Part 19

5.8K 250 5
                                    

Hai my lovely readers!
Kaget ya aku muncul bukan dihari sabtu? Wkwk
Ini karena aku punya niat baik, jadi begini...
Aku bakal ikut kkn bulan depan dan denger2 sinyal susah banget disana. Aku kkn selama satu bulan penuh dan kemungkinan susah buat update lagi. Nah, karena aku orang baik, aku akan usaha update sesering mungkin dan sebisanya aku cerita ini. Kalau aku ternyata tidak bisa menyelesaikan cerita ini dalam waktu sesingkat2nya ini, maafkan ya kalo ceritanya gantung kurang lebih satu bulan lewatan. Tapi, aku bakal usaha ini cerita selesai dalam satu bulan kedepan. Bismillah yaaa
Happy reading ya all!

"Dia tidak mau." Pria itu duduk dikursi terdekat.
"Kenapa dia tidak mau?"
"Kita semua tau alasannya."
"Kau tidak memaksa."
"Sudah! Tetap saja tidak mau. Keras kepala!" Nada suara pria itu meninggi.
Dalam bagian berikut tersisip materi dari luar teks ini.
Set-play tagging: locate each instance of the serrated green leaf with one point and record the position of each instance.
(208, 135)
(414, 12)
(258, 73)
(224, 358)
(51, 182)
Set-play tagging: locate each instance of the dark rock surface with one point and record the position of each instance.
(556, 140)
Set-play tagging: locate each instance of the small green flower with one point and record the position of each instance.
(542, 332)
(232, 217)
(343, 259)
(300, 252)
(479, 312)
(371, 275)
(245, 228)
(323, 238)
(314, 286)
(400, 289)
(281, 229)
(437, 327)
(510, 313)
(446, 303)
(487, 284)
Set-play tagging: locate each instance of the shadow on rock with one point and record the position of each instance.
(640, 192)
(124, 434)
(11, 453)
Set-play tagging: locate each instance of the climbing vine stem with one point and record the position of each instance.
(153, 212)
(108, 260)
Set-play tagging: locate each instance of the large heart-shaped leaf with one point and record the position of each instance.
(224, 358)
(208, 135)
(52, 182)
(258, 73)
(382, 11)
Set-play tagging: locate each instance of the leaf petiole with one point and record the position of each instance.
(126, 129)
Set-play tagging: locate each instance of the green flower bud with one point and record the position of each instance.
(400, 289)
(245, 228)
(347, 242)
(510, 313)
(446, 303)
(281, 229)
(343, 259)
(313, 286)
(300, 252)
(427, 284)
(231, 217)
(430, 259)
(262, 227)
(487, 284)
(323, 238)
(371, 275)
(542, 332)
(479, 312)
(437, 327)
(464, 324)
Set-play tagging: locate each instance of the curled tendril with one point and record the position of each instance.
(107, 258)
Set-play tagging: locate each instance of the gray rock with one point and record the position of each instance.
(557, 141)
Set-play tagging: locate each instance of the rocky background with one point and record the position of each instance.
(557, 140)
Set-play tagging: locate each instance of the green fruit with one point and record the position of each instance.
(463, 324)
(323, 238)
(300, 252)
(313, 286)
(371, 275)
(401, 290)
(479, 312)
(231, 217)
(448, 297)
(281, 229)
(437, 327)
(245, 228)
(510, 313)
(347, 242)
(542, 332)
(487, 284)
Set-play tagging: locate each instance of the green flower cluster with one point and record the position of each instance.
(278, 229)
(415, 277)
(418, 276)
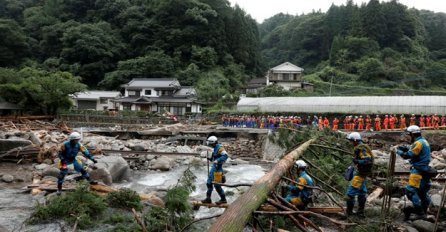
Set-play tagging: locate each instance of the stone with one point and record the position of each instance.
(51, 171)
(437, 164)
(436, 200)
(150, 157)
(423, 226)
(117, 167)
(7, 178)
(8, 144)
(138, 147)
(163, 163)
(41, 166)
(239, 161)
(34, 139)
(103, 175)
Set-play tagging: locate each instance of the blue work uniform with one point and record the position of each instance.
(419, 180)
(220, 155)
(363, 167)
(300, 195)
(67, 155)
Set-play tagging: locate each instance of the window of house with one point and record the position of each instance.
(103, 101)
(127, 107)
(286, 76)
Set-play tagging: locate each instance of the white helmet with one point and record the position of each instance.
(413, 129)
(354, 136)
(74, 136)
(211, 140)
(300, 164)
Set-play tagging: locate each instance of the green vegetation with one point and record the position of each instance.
(81, 205)
(89, 209)
(378, 48)
(125, 199)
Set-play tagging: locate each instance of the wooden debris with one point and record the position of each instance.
(375, 194)
(238, 214)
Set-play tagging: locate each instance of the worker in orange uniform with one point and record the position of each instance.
(422, 121)
(386, 122)
(428, 121)
(346, 123)
(360, 123)
(368, 123)
(377, 123)
(326, 122)
(354, 122)
(392, 122)
(413, 120)
(436, 122)
(335, 124)
(321, 123)
(402, 122)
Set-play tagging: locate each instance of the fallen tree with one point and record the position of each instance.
(237, 215)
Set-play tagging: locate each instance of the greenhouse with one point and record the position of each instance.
(354, 105)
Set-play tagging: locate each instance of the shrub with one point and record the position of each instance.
(81, 205)
(125, 199)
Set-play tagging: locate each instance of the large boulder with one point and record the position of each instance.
(115, 165)
(423, 226)
(8, 144)
(163, 163)
(7, 178)
(103, 175)
(51, 171)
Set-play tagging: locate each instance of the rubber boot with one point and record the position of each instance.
(59, 189)
(419, 213)
(222, 200)
(207, 200)
(361, 206)
(350, 205)
(407, 212)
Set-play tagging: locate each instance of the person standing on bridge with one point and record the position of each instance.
(218, 157)
(67, 155)
(419, 184)
(377, 123)
(301, 194)
(363, 161)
"Persis sepertiku," dia terkekeh.
Pria yang satu lagi mendelik. "Itu bukan hal yang membanggakan."
"Kau juga sepertiku." Pria itu terkekeh lagi. Pria yang satunya mendesah frustasi. Dirinya sampai pusing tujuh keliling jika terus mengikuti kemauan pria ini.
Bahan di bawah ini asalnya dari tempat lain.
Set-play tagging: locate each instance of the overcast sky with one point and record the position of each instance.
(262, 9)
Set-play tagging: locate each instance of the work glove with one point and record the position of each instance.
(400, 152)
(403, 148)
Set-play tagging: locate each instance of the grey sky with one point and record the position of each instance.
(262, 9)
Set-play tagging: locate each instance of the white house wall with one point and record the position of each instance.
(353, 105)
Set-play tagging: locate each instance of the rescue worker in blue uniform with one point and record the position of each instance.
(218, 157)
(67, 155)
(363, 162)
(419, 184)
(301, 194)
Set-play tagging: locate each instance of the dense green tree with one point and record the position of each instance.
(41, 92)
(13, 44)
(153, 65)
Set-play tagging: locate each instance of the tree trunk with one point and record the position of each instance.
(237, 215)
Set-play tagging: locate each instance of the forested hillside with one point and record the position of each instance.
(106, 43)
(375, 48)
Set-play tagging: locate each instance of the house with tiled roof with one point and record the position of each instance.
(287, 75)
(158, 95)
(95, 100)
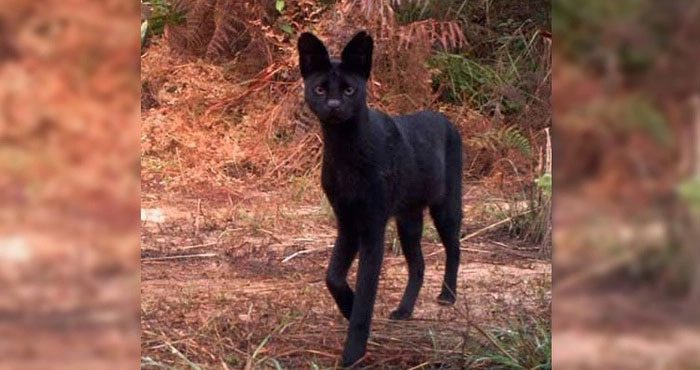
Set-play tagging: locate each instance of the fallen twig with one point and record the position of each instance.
(305, 251)
(183, 256)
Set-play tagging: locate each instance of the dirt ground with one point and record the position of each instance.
(233, 285)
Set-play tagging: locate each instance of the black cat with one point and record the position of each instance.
(375, 167)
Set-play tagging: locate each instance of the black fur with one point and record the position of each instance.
(375, 167)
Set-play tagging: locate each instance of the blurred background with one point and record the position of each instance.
(626, 109)
(69, 184)
(626, 141)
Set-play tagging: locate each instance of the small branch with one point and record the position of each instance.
(201, 255)
(305, 251)
(492, 226)
(188, 247)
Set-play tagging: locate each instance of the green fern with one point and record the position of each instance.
(503, 138)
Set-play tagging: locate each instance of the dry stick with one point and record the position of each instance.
(493, 341)
(305, 251)
(188, 247)
(479, 232)
(201, 255)
(494, 225)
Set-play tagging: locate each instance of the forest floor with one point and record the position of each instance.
(227, 285)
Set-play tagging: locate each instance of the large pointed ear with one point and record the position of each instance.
(313, 56)
(357, 55)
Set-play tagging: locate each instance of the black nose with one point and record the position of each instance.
(333, 103)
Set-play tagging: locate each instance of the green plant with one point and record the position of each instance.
(524, 346)
(689, 192)
(503, 138)
(162, 14)
(544, 183)
(466, 79)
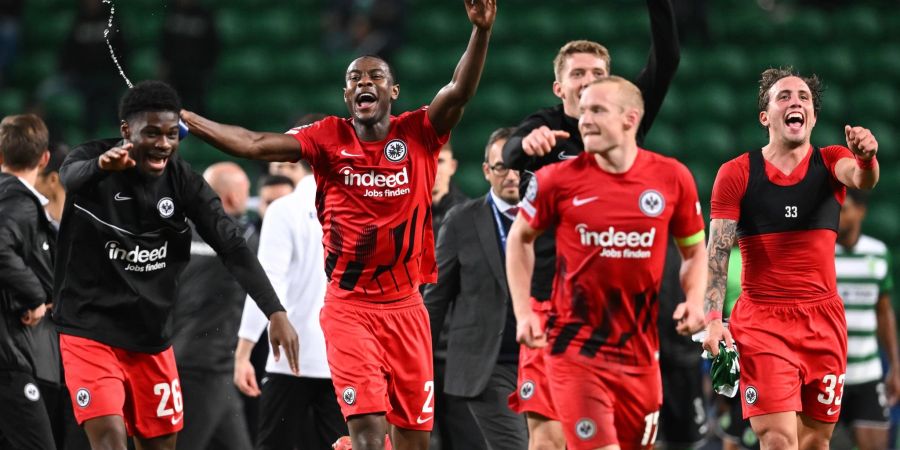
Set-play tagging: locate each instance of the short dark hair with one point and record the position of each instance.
(149, 96)
(23, 140)
(859, 197)
(58, 153)
(390, 67)
(771, 76)
(498, 134)
(274, 180)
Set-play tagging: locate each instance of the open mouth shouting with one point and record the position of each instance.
(366, 101)
(794, 121)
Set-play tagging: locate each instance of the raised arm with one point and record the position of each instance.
(241, 142)
(519, 268)
(665, 54)
(447, 107)
(862, 173)
(722, 236)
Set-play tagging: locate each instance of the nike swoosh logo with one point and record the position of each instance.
(581, 201)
"Tenanglah, suatu hari dia pasti mau." Bahu pria itu ditepuk. Dia mendongak untuk menemukan senyuman penenangnya.
"Tapi aku tidak tau kapan."
"Biar aku yang bicara. Dia pasti mau."
Pria itu mengangguk. Dia lalu diam, diselimuti pikirannya sendiri.
***
Aku tersenyum geli. Vicky menjilati bibirku pagi-pagi begini?
Aku mengerjap berusaha menemukan pria tampan pengisi hatiku. Tapi sial, yang kutemukan adalah binatang kecil menggemaskan yang masih menatapku sambil menggoyangkan ekornya. Aku tersenyum semakin lebar saat anjing itu berusaha menjilatiku lagi. Aku langsung menangkap tubuhnya dan menggendongnya ke udara.
"Selamat pagi Meggy!" ucapku dengan tawa kali ini. Meggy tampak gamang dengan matanya yang membulat besar membuatku semakin terbahak.
Aku bangkit duduk dan menarik Meggy ke pelukkanku. "Bagus sekali menggodaku pagi-pagi, anak manis." Aku membelai kepalanya dengan tangan kiriku sedang tangan kananku meraih ponsel di nakas.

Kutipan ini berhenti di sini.